Several Putnam County people who used to work in the old West Forrest Street prison attended the event and shared pictures and their memories. The prison was closed 12 years ago because it cost more to operate than larger, more modern prisons. Its closing cost Putnam County millions of dollars in lost services, according to news stories published at the time.

“Our goal is to really bring this place back,” Stone said.

Stone said Tytan is not going to invest a lot of money to renovate the prison, “because film makers will want to change it. The sign says ‘Prison’ but they can and will make anything out of it – a school, a hospital, a prison, etc.

“This will be an active film set people are going to love,” he added.

It was noted that Tytan will market the prison for movie-makers to come in and shoot scenes there. Also, the Savannah-based movie company will transform the old aluminum plant on Oak Street for use as a sound stage and post production offices.  However, renovations on the aluminum plant will not begin immediately, either, because it already is slated to be used as is for a movie in the fall.

 

Faces in the crowd

Stone introduced some friends from the industry he brought to the ribbon cutting, among them:

>> Carmen Cabana, the cinematographer who did the entire Season 2 of the Netflix series “Narcos.”

>> Victor Pisano, writer and producer of the PBS miniseries, “Three Sovereigns for Sarah,” and who produces the Martha’s Vineyard Summer Concert Series.

>> Marc Aramian, music composer and sound designer for the horror film “Sinister,” “High School Musical,” Coca Cola commercials, and the flag ceremony of the ’92 Olympics in Barcelona.

>> Ray Jacobs, who launched many TV series, such as “Friends,” “Roseanne,” “Judge Judy” and “NYPD Blue” into syndication and created advertising for CBS news.

Stone said he was excited to see Charles Bowen -- actor, entertainment lawyer and founder of the Savannah Film Alliance, and Terrell Sandefur, chairman of the Macon Film Commission at the ribbon cutting.

“A rising tide floats all boats and we’re going to all work together to bring more (movie makers) into Georgia,” he said.

 

New residents and new jobs

Ray Jacobs will be moving to Eatonton full-time with his wife, Sylvia, and their dog, Cody. Jacobs said after a career in Los Angeles, he retired to Palm Springs for a decade, then moved to Savannah to be closer to his children and grandchildren.

The father of Tytan cofounder and creative director Scott Jacobs, Ray Jacobs is Tytan’s executive vice president of brand strategy.

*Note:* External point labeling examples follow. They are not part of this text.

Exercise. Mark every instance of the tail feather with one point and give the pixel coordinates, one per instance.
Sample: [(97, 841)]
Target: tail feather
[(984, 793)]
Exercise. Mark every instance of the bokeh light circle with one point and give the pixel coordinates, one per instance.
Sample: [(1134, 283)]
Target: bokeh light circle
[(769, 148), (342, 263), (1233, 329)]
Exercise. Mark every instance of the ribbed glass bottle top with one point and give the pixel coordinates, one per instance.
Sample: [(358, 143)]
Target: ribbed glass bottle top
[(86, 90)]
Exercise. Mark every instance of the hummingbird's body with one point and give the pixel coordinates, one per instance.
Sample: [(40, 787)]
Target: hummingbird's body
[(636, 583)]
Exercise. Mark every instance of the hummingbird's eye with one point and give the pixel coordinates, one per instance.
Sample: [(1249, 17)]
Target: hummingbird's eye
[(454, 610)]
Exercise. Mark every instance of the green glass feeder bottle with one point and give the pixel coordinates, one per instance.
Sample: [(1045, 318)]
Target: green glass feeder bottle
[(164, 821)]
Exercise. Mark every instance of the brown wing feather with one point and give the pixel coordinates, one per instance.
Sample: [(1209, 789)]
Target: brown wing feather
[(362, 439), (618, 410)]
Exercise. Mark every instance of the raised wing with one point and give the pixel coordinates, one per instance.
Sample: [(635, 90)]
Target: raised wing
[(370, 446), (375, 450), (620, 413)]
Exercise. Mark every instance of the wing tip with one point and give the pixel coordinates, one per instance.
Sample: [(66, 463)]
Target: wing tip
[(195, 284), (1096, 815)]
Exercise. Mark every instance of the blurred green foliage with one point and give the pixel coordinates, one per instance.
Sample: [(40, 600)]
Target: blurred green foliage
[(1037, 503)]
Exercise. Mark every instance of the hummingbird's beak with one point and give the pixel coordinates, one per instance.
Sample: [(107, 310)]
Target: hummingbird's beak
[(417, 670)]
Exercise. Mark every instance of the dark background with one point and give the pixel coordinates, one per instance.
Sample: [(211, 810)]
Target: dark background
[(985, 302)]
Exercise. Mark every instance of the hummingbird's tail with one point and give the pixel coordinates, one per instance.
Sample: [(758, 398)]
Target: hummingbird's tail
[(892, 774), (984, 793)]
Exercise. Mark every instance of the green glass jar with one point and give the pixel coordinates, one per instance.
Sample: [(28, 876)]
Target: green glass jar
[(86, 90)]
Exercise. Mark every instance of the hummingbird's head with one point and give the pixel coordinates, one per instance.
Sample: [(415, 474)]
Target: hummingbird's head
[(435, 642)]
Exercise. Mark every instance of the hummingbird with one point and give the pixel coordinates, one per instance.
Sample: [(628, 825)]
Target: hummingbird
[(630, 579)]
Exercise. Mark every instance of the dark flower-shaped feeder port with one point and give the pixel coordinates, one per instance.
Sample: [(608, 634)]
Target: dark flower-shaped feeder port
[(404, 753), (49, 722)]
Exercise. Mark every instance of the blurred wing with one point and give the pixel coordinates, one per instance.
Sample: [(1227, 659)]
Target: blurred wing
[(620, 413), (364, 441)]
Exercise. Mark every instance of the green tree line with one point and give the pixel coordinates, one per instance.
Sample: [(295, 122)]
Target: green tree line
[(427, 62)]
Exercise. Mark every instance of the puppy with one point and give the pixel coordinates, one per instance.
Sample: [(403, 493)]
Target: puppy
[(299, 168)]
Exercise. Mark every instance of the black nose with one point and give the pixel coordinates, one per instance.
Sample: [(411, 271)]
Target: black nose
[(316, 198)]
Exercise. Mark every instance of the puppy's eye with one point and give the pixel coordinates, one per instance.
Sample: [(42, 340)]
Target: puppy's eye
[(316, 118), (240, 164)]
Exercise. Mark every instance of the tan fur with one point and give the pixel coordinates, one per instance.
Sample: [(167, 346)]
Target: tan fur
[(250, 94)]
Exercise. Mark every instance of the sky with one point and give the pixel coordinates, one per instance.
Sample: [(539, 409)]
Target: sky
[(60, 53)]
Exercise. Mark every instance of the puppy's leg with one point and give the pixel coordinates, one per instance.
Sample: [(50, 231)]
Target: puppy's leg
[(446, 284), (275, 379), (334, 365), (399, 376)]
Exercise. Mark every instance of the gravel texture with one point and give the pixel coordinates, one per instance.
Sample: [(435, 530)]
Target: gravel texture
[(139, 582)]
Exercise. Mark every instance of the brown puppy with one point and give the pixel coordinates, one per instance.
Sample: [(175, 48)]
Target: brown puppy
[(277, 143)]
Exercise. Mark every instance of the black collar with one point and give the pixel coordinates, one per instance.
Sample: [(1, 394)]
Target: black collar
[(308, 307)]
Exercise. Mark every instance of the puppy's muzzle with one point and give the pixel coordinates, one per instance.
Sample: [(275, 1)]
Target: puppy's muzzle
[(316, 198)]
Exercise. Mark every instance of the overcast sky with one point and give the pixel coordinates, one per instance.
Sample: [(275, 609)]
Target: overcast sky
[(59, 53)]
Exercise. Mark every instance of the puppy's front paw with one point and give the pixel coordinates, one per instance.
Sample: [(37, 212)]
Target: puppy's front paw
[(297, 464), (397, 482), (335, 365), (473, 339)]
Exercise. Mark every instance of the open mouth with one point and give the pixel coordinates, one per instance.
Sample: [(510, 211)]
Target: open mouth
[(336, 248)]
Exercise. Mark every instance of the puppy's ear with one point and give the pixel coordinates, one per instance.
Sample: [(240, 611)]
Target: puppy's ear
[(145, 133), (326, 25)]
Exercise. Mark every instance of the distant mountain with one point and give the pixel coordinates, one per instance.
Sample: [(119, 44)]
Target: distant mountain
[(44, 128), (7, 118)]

He will be Tytan’s full-time representative in Eatonton and will work on branding the city, per the DDA’s contract with Tytan.

Also, Stone introduced Tytan’s two newest part-time employees hired locally – Ashley and Lauren Camp. The twin sisters will be serving as liaisons to help carry out details and fill needs, such as finding workers for the movie sets as they are needed.

“We’ll be needing carpenters, laborers, directors, welders, masons – a lot of people,” Stone said.

“I’m excited,” he added; “and humbled, overwhelmed … grateful. I’m so amazed by the support the community has given. We went to the rich and poor parts of town and people took the time to speak to us. That’s what made us want to stay, they were so open and friendly.”

(Eatonton Messenger Editor Don Richeson contributed to this story.)

 

MOVIE-MAKING TO START

The first movie to be made in Eatonton through Tytan Pictures is “King Seed, The Movie.” Its expected release date is Christmas Day, according to information on the Facebook page of the same name as the movie.  The Facebook page was created in January.

At the ribbon cutting in Eatonton last month, Screenplay Writer and Producer Victor R. Pisano said the old Putnam State Prison and Enterprise Aluminum plant are “picture perfect” for the movie’s scenes, all of which will be shot in Georgia.

“The King Seed” is an action/thriller motion picture that will bring film makers from the U.S., England and Italy together in Georgia this fall, Pisano said. The cast already has been selected, and features actors who live in Georgia.